The ground state of an atom is its lowest energy state. At this state, electrons are arranged in the most stable manner possible, occupying the least amount of energy orbitals first. This configuration is significant because it dictates the chemical behavior of elements. The electrons in the ground state are not excited, meaning they haven't absorbed energy to move to a higher energy level.

In atoms:

• Electrons occupy orbitals starting from the lowest energy level possible.
• Ground state configurations help us predict the chemical properties and reactivity of an element.
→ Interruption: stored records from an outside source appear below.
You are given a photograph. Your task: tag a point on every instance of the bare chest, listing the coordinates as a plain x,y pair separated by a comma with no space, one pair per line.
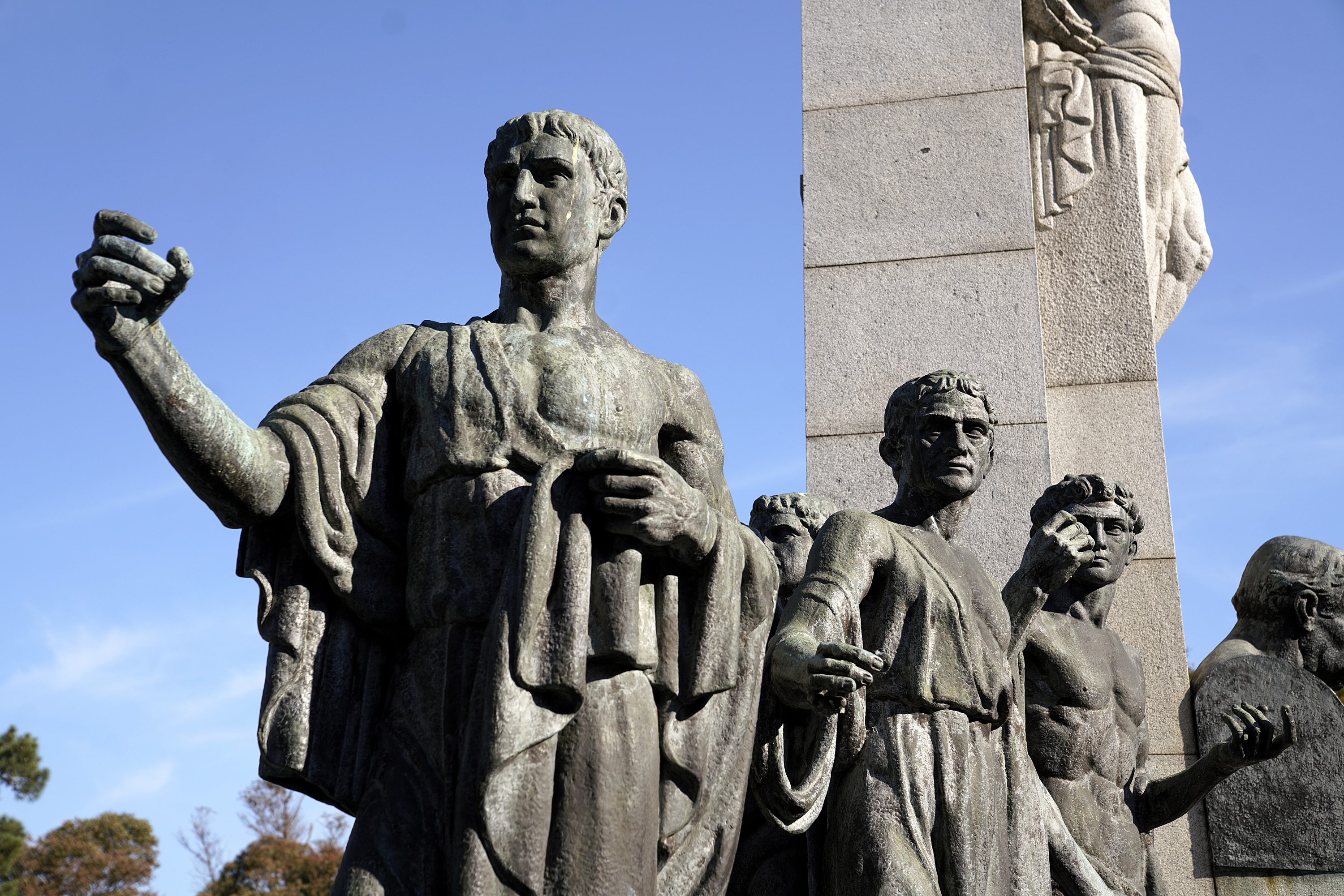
1076,664
592,389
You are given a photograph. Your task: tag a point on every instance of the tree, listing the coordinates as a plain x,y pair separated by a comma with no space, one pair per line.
284,860
22,772
273,812
113,855
203,845
276,866
21,766
14,839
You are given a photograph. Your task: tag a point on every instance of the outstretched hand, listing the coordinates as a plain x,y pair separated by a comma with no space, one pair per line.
121,287
1254,737
824,677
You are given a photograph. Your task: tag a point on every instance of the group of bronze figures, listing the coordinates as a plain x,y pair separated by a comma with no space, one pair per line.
518,630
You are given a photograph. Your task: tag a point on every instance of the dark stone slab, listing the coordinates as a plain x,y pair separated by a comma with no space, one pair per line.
1287,813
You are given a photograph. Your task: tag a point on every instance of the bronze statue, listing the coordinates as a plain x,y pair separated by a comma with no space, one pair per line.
1086,704
897,665
515,625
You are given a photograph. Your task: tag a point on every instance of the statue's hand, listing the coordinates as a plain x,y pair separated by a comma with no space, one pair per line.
123,288
820,676
1254,737
1055,553
1060,22
644,497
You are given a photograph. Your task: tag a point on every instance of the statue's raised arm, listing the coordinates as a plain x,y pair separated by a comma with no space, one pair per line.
123,289
515,625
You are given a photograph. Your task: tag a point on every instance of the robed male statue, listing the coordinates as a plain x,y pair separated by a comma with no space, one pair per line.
515,625
925,778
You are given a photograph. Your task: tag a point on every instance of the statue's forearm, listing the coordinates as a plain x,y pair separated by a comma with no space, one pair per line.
1023,600
240,472
1166,800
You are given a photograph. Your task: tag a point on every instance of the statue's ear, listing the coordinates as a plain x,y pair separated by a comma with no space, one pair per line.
613,217
1307,606
890,454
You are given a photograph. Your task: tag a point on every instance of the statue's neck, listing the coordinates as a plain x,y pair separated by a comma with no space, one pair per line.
564,300
930,512
1269,639
1082,604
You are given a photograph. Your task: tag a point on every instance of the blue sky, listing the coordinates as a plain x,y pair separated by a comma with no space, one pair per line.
322,164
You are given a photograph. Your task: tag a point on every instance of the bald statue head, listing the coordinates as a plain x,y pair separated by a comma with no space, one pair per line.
1289,605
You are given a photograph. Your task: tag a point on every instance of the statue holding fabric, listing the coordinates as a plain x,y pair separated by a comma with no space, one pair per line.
897,669
513,616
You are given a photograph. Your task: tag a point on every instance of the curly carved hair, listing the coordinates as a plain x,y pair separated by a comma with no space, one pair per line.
607,160
811,510
1088,488
910,397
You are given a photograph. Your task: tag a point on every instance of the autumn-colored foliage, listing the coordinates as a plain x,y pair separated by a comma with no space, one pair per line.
273,866
283,862
112,855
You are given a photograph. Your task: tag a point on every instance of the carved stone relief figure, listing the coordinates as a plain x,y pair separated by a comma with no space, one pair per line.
1086,704
1096,68
897,677
1288,645
515,626
771,862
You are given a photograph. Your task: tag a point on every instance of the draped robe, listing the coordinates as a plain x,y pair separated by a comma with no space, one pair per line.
452,637
926,781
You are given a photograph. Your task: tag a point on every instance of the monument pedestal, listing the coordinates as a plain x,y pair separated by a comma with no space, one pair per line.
922,252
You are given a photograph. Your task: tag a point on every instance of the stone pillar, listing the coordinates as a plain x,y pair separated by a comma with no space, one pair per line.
920,248
921,252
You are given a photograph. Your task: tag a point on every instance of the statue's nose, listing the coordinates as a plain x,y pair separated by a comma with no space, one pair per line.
525,191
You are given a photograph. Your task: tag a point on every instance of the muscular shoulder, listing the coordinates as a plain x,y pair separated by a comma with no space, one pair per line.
857,534
377,355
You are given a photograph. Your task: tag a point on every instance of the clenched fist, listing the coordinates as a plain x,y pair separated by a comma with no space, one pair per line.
1055,553
121,287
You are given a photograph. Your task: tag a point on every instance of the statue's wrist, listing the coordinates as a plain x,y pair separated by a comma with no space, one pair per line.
112,348
1226,761
702,531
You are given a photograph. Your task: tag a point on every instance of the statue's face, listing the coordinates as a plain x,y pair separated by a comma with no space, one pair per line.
1113,534
949,446
546,207
791,542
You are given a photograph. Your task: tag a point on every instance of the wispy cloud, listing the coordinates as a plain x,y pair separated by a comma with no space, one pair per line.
240,684
68,516
139,784
82,659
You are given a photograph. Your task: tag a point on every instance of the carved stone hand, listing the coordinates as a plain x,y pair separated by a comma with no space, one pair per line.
1254,738
1055,553
820,676
644,497
123,288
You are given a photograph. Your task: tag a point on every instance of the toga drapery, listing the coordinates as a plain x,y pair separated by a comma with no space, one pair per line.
926,781
445,621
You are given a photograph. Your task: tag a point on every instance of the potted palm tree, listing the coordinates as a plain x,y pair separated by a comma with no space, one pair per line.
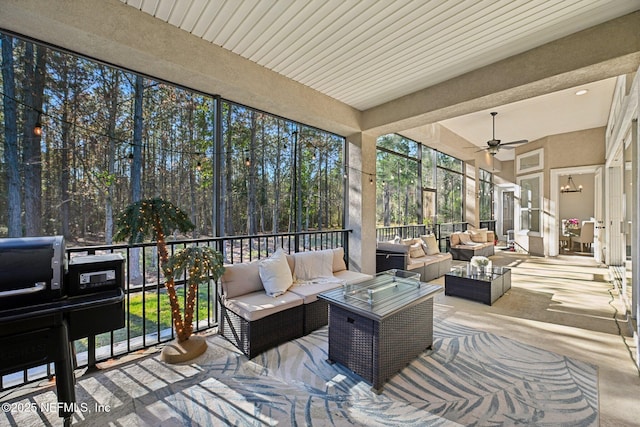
156,218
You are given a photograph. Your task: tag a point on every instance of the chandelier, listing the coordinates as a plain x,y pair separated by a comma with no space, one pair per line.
571,187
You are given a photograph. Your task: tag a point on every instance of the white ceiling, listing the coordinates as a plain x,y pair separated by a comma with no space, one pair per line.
535,118
365,53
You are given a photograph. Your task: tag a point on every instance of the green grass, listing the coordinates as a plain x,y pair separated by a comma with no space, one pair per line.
153,301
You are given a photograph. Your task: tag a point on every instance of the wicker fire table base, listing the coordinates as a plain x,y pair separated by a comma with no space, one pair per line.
378,349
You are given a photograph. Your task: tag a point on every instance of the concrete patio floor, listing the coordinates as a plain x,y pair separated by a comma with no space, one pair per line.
568,305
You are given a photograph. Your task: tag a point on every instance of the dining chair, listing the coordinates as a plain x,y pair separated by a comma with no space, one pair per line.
586,236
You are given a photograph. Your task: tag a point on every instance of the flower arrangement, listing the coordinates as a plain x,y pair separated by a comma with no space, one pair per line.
573,223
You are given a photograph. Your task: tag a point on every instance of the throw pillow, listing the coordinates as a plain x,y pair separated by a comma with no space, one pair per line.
416,251
241,279
464,238
479,235
313,264
275,274
338,260
431,244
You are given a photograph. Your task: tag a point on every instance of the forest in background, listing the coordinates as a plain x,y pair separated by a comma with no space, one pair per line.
109,137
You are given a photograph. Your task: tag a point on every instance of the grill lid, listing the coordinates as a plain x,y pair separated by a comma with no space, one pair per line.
32,262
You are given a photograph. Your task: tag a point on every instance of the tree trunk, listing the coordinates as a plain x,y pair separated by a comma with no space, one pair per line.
64,157
14,199
112,98
135,276
276,184
251,190
34,80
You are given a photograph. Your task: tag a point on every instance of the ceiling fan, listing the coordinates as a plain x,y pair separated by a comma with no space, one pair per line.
494,145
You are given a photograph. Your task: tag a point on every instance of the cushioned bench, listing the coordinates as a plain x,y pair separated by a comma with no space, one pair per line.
267,302
473,242
421,255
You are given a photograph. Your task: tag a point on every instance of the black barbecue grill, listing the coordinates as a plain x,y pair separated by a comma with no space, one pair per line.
46,303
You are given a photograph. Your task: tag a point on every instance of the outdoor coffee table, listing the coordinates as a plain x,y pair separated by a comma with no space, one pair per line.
470,283
378,326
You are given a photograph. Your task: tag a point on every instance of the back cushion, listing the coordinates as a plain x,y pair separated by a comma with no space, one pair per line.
338,260
464,238
455,239
431,244
313,264
478,235
241,279
416,251
275,274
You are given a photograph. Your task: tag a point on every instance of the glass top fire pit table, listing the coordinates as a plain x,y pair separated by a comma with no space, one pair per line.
378,326
482,286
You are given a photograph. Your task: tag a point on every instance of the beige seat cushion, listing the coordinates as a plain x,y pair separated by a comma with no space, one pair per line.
313,264
309,291
352,276
258,305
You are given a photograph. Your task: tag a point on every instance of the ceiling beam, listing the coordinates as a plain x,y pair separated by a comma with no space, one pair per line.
120,35
606,50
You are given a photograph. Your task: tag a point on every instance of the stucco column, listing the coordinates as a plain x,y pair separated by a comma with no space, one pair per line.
361,202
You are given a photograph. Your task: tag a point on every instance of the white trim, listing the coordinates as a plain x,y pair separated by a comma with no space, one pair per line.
540,177
554,194
530,155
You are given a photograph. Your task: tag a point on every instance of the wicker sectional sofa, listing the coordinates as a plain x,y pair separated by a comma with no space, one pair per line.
420,255
254,321
474,242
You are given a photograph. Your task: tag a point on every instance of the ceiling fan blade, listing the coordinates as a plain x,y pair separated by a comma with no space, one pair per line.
522,141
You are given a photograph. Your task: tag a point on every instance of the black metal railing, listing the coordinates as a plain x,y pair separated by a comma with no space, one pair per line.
147,314
403,231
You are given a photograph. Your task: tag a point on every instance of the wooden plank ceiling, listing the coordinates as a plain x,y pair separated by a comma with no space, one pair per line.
368,52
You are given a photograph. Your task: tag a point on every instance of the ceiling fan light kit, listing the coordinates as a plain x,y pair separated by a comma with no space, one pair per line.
494,145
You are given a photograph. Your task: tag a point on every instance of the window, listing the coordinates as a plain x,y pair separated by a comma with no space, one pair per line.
108,133
530,202
485,195
450,188
398,182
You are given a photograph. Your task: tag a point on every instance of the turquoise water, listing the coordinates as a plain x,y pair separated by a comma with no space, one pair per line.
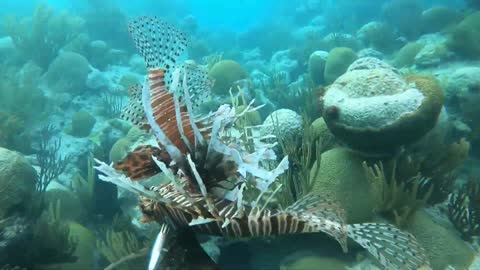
240,134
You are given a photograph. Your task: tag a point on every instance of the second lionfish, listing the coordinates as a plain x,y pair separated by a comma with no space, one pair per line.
210,167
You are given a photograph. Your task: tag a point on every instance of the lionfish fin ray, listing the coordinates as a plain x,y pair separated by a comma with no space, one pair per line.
139,165
133,111
323,214
395,249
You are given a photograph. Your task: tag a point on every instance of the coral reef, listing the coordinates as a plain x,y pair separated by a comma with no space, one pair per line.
398,198
442,245
52,241
286,124
341,177
438,18
17,183
404,15
371,105
68,72
463,210
82,124
44,35
405,57
312,262
119,245
321,132
316,67
70,207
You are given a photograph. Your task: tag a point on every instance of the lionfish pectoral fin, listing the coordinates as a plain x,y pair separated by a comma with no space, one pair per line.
322,215
159,248
139,165
395,249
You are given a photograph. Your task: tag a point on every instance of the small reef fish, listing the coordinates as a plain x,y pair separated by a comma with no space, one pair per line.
196,155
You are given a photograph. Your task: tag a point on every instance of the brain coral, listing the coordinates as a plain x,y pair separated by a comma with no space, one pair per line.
373,109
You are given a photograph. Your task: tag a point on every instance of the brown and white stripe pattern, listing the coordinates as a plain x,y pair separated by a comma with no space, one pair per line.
253,222
163,108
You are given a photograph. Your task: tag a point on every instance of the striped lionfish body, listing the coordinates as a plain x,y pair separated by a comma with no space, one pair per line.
200,163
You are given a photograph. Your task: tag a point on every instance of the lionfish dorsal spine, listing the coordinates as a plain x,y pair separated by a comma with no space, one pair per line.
162,46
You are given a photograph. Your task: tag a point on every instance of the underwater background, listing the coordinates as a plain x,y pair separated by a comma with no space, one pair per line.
374,104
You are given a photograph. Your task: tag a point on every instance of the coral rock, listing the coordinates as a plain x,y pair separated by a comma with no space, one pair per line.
341,177
373,109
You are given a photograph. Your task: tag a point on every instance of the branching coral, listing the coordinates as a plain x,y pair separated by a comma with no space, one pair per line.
298,181
120,248
84,187
464,210
52,242
52,164
42,37
395,197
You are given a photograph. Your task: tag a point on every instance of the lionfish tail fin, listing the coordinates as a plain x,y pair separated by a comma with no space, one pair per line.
139,165
322,215
395,249
160,44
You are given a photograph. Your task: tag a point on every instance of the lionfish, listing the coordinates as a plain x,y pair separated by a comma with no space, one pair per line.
209,169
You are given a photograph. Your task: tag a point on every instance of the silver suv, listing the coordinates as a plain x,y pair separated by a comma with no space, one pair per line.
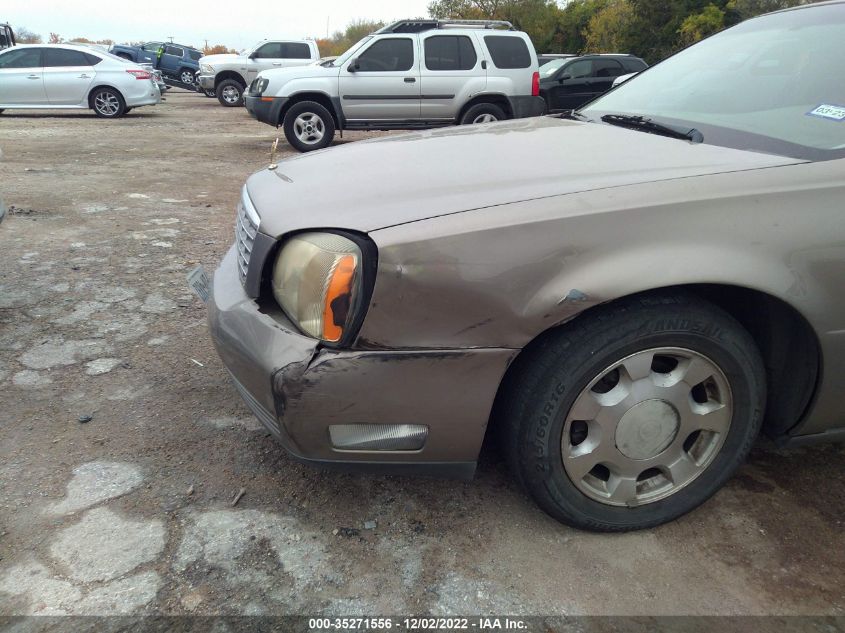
409,75
227,76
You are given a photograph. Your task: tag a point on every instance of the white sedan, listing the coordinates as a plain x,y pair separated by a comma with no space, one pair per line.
63,76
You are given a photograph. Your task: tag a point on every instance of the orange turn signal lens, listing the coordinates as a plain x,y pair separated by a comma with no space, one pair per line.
338,299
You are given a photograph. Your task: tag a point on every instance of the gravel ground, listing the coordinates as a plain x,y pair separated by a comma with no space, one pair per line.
131,511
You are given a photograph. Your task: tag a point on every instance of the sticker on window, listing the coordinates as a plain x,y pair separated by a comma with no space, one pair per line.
827,111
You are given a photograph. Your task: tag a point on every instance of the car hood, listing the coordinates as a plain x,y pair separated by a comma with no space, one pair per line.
392,180
222,58
280,76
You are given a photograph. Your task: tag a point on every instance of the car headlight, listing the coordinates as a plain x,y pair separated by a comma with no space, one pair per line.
317,280
259,85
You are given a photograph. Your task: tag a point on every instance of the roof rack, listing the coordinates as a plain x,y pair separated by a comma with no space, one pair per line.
418,26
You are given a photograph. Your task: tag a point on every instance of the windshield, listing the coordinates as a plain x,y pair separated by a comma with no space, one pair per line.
340,61
550,68
770,84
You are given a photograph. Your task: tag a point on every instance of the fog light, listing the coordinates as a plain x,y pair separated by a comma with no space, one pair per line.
378,437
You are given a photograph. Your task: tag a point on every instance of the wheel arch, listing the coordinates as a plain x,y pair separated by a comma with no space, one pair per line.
229,74
493,97
779,330
90,98
311,95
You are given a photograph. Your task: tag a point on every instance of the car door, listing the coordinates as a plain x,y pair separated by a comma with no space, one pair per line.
22,77
171,59
604,72
571,88
382,82
450,73
68,75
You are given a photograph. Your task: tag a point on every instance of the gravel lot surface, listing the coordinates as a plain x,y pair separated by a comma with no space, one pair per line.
122,443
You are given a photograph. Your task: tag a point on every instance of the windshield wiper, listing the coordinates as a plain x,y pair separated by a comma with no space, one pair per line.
636,122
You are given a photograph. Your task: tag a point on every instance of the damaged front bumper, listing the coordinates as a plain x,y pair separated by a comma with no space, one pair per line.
301,391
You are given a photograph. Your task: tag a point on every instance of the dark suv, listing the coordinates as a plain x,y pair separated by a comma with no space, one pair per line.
177,61
569,83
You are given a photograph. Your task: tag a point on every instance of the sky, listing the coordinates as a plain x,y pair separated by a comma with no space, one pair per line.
235,23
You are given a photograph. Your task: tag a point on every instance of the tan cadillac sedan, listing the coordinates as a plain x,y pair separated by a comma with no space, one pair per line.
624,296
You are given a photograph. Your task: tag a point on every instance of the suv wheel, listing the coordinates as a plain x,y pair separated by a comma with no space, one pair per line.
634,415
483,113
108,103
230,93
308,126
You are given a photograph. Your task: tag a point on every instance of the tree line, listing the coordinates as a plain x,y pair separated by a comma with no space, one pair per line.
651,29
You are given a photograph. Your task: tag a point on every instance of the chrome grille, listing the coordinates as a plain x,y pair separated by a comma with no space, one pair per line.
246,228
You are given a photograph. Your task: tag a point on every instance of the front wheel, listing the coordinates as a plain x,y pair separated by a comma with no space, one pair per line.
108,103
230,93
483,113
308,126
635,414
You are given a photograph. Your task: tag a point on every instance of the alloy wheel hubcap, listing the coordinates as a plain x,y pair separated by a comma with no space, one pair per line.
106,103
647,426
309,128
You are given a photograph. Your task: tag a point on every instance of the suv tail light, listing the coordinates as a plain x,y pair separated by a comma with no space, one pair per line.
140,74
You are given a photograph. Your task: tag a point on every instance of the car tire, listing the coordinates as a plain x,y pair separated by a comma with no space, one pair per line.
230,93
559,412
483,113
107,103
308,126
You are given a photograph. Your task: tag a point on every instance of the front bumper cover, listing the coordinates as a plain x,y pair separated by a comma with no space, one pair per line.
265,109
299,389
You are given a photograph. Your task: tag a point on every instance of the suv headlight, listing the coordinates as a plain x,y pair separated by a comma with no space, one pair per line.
259,85
317,280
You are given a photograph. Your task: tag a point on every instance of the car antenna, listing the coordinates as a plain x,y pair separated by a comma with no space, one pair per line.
274,148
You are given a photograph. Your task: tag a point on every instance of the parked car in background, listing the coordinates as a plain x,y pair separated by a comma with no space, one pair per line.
621,79
569,83
545,58
411,74
623,295
228,75
7,36
178,62
62,76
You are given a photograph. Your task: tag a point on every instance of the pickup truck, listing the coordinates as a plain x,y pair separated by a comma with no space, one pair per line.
229,75
178,62
7,36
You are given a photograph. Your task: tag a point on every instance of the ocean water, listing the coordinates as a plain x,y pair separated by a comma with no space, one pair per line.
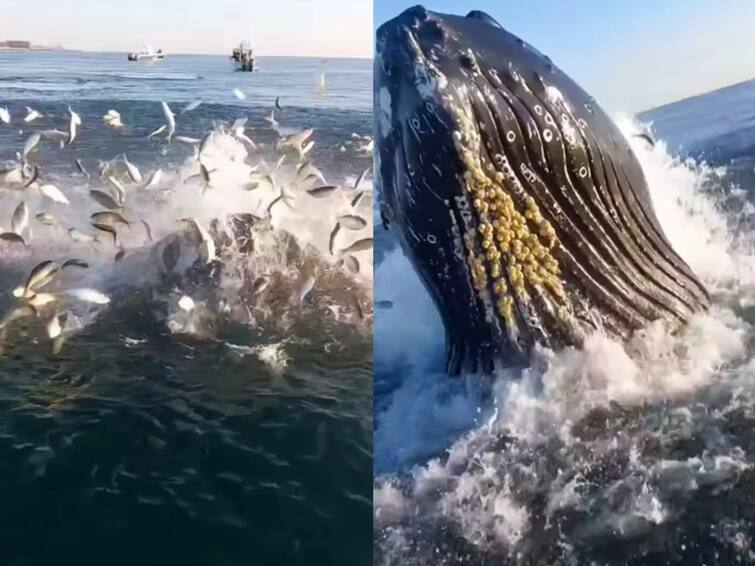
601,455
238,431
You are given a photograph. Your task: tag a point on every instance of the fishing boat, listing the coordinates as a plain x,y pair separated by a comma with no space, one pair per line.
243,57
148,54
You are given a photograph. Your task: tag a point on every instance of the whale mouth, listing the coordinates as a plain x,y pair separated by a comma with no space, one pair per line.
517,200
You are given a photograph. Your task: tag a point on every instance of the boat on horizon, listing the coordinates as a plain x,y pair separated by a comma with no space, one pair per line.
243,56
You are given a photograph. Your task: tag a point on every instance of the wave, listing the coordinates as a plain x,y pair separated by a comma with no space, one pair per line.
588,446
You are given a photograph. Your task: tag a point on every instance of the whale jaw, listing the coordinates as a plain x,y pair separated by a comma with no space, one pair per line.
517,200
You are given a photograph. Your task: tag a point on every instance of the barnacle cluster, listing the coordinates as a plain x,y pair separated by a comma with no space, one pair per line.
511,251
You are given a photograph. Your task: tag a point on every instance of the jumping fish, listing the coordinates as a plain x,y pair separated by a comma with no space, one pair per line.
53,193
133,170
358,246
170,119
352,222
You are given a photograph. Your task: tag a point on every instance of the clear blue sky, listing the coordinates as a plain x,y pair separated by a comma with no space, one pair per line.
318,28
630,55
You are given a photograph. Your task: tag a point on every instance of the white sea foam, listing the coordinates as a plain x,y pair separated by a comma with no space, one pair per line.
308,222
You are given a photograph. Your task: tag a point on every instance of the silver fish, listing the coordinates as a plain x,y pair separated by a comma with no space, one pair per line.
170,119
133,170
77,236
104,199
148,230
31,143
109,217
352,222
191,106
75,262
351,263
46,219
358,246
259,285
171,254
108,229
158,131
323,191
361,177
12,238
332,240
41,275
304,287
20,219
81,168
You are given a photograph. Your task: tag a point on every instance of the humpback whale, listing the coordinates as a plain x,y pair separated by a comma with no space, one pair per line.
516,199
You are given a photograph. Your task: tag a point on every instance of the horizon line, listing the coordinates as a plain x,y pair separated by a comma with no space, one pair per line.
40,47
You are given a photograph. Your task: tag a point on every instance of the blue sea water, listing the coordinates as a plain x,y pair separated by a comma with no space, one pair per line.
138,445
589,457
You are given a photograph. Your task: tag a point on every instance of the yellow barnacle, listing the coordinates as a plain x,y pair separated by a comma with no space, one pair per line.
505,308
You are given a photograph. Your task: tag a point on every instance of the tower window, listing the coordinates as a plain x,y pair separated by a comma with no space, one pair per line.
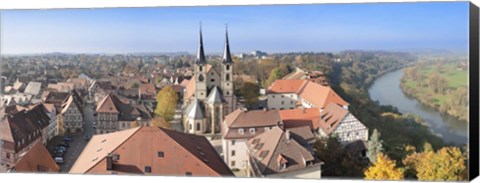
160,154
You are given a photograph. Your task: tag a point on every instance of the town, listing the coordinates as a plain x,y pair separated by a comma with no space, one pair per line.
57,118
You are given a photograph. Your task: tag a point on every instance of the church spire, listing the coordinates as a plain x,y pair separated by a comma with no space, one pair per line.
200,54
227,58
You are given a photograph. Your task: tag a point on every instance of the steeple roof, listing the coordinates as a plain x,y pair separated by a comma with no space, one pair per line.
194,110
227,58
215,96
200,53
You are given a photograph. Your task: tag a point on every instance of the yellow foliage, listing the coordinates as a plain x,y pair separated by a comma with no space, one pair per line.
384,169
160,122
447,164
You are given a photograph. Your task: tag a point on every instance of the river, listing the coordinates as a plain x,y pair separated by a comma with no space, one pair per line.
386,90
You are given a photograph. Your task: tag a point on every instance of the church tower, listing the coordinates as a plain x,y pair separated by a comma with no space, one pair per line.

Knowing the ground state is important for solving electron configuration problems, as it helps identify how electrons are distributed in various orbitals without additional energy applied.

Aufbau Principle

The Aufbau principle is a rule used to determine the electron configurations of atoms. According to this principle, electrons fill the lowest available energy orbitals before moving to higher energy levels. This helps in forming the most stable electron configuration in the ground state. The principle also provides a sequential order for filling orbitals, which reflects the increasing energy levels.
For example:

• Electrons will fill the 1s orbital first, then move to the 2s, and so on.
• It establishes the basis for writing electron configurations, such as 1s² 2s² 2p⁶.

It's vital to understand the Aufbau principle because it is the starting framework for predicting electron arrangements in atoms, which directly influence their chemical and physical properties.

Pauli Exclusion Principle

The Pauli exclusion principle is a crucial concept in quantum mechanics that applies to electron configurations. It states that no two electrons in the same atom can have identical sets of four quantum numbers. What this means is that each electron in an atom must be unique in terms of its position and spin in an orbital.

• It restricts each orbital to holding a maximum of two electrons, each with opposite spins.
• This principle ensures that electrons are distributed properly across orbitals.

This principle is fundamental to understanding electronic structures, influencing everything from atom stability to chemical bonding. By ensuring that each electron is in a unique state, the Pauli exclusion principle helps maintain the atom's integrity and dictates the rules for how atoms interact chemically.